Daniel Boggan, Sr. and Robert Holland, Sr. African American Community Fund

The Boggan and Holland Fund had two deserving recipients this round, including the Harrington Helpers PCO for the 2024 MLK Community Dinner and Play Right Sports Academy for general program operations. The funds granted to Play Right Sports Academy “will allow local Albion youth to engage in afterschool and team activities designed to provide exercise, learn fundamentals of team sports with leadership examples and provide self-esteem along with some additional nutrition.” Each grantee received $1,000.

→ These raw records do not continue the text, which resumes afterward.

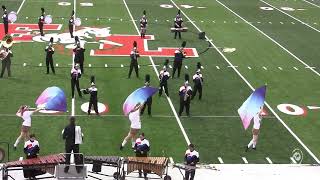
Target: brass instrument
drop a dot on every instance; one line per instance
(6, 43)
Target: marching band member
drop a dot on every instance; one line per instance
(134, 117)
(5, 20)
(143, 25)
(178, 58)
(49, 60)
(164, 76)
(134, 60)
(73, 137)
(185, 93)
(31, 149)
(71, 23)
(93, 91)
(75, 75)
(41, 21)
(255, 130)
(6, 62)
(198, 82)
(25, 113)
(141, 148)
(79, 54)
(178, 25)
(191, 159)
(149, 100)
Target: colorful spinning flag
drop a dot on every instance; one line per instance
(138, 96)
(53, 99)
(252, 106)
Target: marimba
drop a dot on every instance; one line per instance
(157, 165)
(98, 161)
(183, 29)
(43, 164)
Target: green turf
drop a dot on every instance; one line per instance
(213, 126)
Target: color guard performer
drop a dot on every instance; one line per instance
(149, 100)
(143, 25)
(79, 53)
(49, 60)
(255, 130)
(141, 148)
(198, 82)
(75, 75)
(41, 21)
(25, 113)
(134, 60)
(178, 25)
(134, 117)
(71, 23)
(163, 77)
(185, 93)
(179, 55)
(5, 19)
(191, 159)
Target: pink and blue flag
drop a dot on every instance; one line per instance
(252, 106)
(53, 99)
(138, 96)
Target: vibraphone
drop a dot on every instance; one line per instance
(183, 29)
(98, 161)
(43, 164)
(157, 165)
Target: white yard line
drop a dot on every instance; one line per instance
(305, 64)
(20, 6)
(311, 3)
(156, 71)
(246, 81)
(291, 16)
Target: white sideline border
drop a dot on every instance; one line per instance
(291, 16)
(251, 87)
(297, 58)
(157, 73)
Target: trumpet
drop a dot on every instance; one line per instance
(6, 43)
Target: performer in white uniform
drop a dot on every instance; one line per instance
(255, 130)
(25, 113)
(134, 117)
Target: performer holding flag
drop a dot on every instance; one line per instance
(178, 25)
(164, 75)
(25, 113)
(41, 21)
(49, 60)
(185, 93)
(143, 25)
(134, 60)
(5, 19)
(179, 55)
(71, 23)
(198, 82)
(149, 100)
(255, 130)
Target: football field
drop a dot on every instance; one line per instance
(249, 43)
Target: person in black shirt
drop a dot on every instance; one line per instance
(71, 23)
(198, 82)
(41, 21)
(75, 75)
(5, 20)
(134, 60)
(178, 24)
(49, 60)
(149, 100)
(71, 135)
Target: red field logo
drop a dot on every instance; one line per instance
(108, 44)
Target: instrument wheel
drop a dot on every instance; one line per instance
(116, 175)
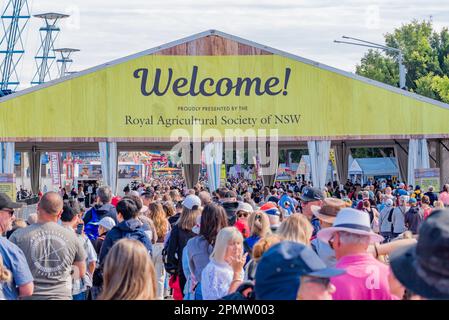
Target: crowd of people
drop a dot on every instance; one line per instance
(244, 241)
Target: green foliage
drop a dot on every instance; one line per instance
(426, 58)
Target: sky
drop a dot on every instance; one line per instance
(105, 30)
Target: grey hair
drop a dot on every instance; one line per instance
(105, 194)
(353, 238)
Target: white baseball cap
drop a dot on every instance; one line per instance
(191, 200)
(107, 222)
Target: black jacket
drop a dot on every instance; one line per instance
(176, 243)
(231, 211)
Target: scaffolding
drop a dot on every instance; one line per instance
(14, 17)
(65, 60)
(45, 55)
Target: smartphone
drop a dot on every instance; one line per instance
(79, 228)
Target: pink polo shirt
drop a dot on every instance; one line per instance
(365, 279)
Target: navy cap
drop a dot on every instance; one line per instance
(279, 271)
(311, 194)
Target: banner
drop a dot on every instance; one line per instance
(223, 176)
(8, 185)
(55, 173)
(153, 95)
(428, 177)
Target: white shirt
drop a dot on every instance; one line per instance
(216, 279)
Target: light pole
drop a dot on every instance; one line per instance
(402, 70)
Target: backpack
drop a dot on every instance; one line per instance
(91, 228)
(170, 268)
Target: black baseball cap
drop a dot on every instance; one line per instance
(6, 202)
(311, 194)
(423, 268)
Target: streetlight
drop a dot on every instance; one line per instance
(402, 70)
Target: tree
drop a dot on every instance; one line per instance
(426, 58)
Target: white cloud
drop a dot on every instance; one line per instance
(105, 30)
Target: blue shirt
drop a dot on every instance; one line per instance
(14, 260)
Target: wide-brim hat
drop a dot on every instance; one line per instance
(328, 210)
(351, 221)
(423, 268)
(404, 266)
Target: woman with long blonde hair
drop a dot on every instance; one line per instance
(157, 215)
(296, 228)
(128, 273)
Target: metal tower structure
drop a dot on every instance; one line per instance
(65, 60)
(14, 17)
(45, 55)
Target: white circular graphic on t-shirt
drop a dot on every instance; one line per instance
(48, 252)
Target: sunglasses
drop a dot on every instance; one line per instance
(323, 281)
(11, 212)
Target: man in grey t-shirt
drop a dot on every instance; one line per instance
(51, 250)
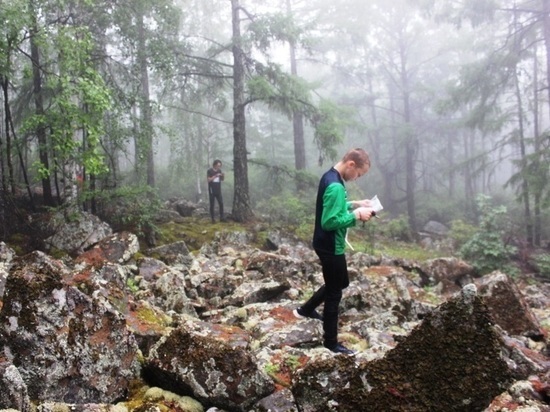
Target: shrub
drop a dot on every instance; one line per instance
(397, 229)
(461, 232)
(287, 209)
(486, 250)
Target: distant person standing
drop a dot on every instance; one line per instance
(215, 176)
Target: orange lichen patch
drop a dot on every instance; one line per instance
(94, 257)
(144, 320)
(232, 335)
(80, 277)
(282, 315)
(380, 270)
(285, 369)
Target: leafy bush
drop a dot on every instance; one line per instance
(542, 264)
(397, 229)
(287, 209)
(129, 208)
(486, 250)
(461, 232)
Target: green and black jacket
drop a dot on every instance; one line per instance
(333, 215)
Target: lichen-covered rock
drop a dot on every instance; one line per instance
(117, 248)
(508, 306)
(75, 232)
(451, 362)
(280, 401)
(208, 369)
(172, 253)
(13, 390)
(67, 346)
(449, 273)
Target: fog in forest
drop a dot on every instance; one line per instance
(451, 100)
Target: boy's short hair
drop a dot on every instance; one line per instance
(359, 156)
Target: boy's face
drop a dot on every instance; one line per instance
(353, 172)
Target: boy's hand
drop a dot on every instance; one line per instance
(363, 213)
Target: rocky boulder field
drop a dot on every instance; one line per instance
(112, 326)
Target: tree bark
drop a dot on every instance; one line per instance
(39, 110)
(297, 118)
(242, 211)
(146, 129)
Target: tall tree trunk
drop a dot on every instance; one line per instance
(297, 118)
(242, 211)
(523, 162)
(9, 164)
(410, 146)
(537, 201)
(39, 109)
(146, 130)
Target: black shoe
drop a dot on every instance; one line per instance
(312, 315)
(339, 348)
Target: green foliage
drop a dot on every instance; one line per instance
(287, 209)
(542, 264)
(129, 208)
(329, 122)
(461, 232)
(397, 229)
(486, 250)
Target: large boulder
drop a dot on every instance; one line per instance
(67, 346)
(77, 231)
(444, 364)
(208, 368)
(508, 306)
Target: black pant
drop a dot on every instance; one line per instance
(335, 275)
(215, 193)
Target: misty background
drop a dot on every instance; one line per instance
(139, 97)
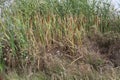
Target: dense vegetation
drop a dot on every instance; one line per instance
(60, 40)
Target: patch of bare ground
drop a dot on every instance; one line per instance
(107, 45)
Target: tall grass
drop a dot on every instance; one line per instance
(31, 28)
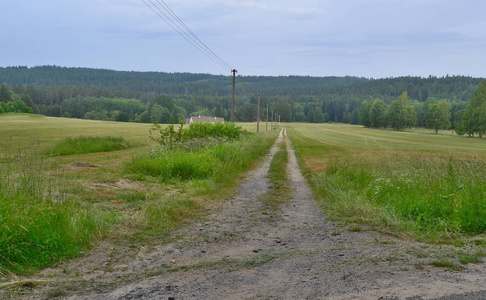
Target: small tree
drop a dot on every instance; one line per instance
(5, 95)
(439, 116)
(364, 113)
(378, 114)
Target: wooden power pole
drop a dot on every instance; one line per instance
(233, 97)
(266, 127)
(258, 114)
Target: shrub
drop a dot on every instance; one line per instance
(170, 137)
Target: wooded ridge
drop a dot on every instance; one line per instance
(52, 90)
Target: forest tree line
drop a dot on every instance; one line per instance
(465, 117)
(144, 96)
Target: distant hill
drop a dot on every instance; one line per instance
(167, 83)
(297, 98)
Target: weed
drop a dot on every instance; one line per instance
(444, 263)
(355, 229)
(88, 144)
(407, 183)
(472, 258)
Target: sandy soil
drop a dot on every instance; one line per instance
(245, 251)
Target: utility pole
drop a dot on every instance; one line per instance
(266, 127)
(258, 114)
(233, 97)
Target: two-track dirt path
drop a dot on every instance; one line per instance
(245, 251)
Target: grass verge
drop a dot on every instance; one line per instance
(435, 195)
(39, 226)
(279, 178)
(88, 144)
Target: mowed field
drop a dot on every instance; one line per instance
(413, 183)
(67, 183)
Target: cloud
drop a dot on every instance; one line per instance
(374, 38)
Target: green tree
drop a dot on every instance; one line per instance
(5, 95)
(401, 113)
(378, 114)
(439, 116)
(364, 113)
(159, 114)
(474, 119)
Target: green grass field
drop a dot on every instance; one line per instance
(413, 183)
(65, 183)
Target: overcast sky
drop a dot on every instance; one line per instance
(369, 38)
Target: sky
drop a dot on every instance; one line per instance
(366, 38)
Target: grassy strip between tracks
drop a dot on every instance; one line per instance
(54, 208)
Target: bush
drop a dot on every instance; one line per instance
(170, 137)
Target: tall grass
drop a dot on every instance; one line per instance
(219, 163)
(203, 172)
(443, 194)
(430, 194)
(88, 144)
(40, 226)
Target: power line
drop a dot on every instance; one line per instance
(183, 30)
(192, 33)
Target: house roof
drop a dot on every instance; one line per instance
(205, 119)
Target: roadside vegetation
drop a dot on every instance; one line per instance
(412, 184)
(59, 194)
(88, 144)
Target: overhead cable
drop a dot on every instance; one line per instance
(183, 30)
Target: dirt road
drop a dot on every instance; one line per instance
(246, 251)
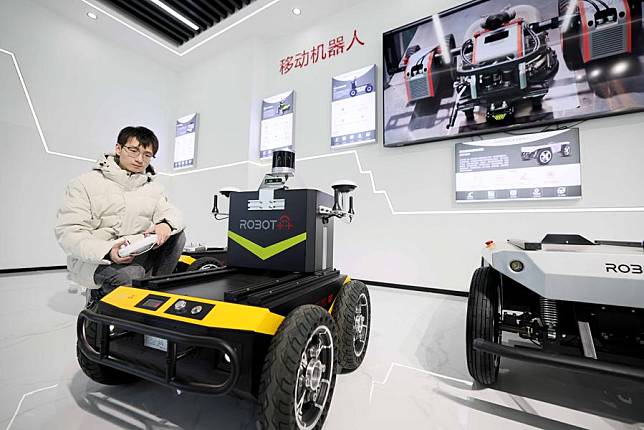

Riverfront and Environmental Fund

The Earth and Environment Department at Albion College received $1,600 for their Harrington Science Outreach program. This program is grade-level designed “concepts of freshwater resources to aid in meeting state science and social studies standards. Additionally, the project seeks to raise elementary-aged student awareness of their natural environment and the importance of water culturally, historically, scientifically, and as a resource.” Dr. Joe Lee-Cullin stated that “it helps to reinforce scientific ideas while also showing students how the environment responds to things we do on the land, even if it is out of sight, out of mind groundwater. The groundwater model that this grant supports can give us a view beneath the Earth that we have to otherwise imagine. Ultimately, my hope is that, beyond grasping state standards for scientific analysis, that the students we work with will find appreciation for our natural waters and will have a very good foundation for being environmentally-conscious citizens as they navigate middle school, high school, and beyond.”